“It is a sweet place, and we have had a lovely walk,” she said. “I did enjoy it so. Thanks so much for bringing me.”
What did she mean? Was she blind? He paused with his hand on the half-open gate, and glanced at her with a curious expression.
A small runnel of water coursed along at their feet, shining and glowing in the moonlight, and she was standing on the single plank that spanned it. Was she blind, that she failed to read even one-tenth of what that look expressed? But he made some ordinary remark, and they passed on.
“Why, where in the world have you two been?” said Mrs Brathwaite as they entered.
“Playing truant. Miss Strange had a slight headache, and I recommended fresh air as a counteracting influence. Then we discovered that we had been near neighbours for some years without knowing it, and got talking English ‘shop’,” answered Claverton. The latter half of his statement was not strictly historical, but the speaker salved his conscience with the trite reflection that “all’s fair in love and war.”

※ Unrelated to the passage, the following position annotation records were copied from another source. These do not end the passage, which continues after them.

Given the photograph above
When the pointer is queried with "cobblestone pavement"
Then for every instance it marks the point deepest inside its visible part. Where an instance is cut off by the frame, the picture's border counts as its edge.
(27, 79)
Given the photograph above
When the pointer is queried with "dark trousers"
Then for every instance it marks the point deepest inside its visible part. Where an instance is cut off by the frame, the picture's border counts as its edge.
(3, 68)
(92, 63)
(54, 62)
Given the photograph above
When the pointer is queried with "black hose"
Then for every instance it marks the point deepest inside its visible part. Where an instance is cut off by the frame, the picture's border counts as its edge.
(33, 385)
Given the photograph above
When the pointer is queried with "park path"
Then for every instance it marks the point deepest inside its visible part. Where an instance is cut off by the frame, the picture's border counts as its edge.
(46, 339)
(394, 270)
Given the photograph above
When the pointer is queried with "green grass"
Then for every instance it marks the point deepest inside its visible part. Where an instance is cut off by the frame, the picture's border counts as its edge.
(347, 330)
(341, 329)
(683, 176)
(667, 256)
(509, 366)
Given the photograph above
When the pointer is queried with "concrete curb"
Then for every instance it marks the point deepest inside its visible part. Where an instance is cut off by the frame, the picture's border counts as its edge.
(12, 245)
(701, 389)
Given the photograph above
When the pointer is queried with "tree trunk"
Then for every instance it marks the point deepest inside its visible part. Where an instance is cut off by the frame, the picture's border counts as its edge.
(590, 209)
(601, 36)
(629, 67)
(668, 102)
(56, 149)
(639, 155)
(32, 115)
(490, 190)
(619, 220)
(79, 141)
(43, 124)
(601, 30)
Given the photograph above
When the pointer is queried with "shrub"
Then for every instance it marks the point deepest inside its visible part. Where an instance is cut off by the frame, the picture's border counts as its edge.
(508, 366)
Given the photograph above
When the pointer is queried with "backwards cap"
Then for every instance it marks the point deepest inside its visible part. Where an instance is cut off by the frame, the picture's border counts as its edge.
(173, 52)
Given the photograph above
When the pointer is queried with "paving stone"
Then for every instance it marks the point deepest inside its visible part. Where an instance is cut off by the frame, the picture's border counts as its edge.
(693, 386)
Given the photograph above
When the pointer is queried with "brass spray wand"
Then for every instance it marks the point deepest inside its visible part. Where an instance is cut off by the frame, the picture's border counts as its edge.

“How curious!” said the old lady, in her interest in the coincidence losing sight of the delinquency and forgetting mildly to scold him therefor. “But it’s astonishing how small the world is, when one comes to think of it.”
“Mr Claverton,” said Lilian, reproachfully, an hour later. “I’m surprised at you. How could you say we were neighbours for ‘some years’ when you knew we were not?”
He laughed. “Were we not? Then we ought to have been. It was the merest accident of time and place that precluded it.” He could not make to her the excuse he had made to his own conscience—at least—not yet.
Pass we again to the silence of the garden. Who is this leaning against yonder fence alone and gazing with stony, set face straight in front of her? Can it be Ethel? Yes, it is. The laughing, saucy lips, so ready with badinage and repartee, are closed tightly together, and the blue eyes, erewhile flashing and sparkling with light-hearted mirth, now start forth with a hard stare. Must we, in the interests of our story, partially withdraw the curtain from her reflections? Even so, let us do it as gently as possible.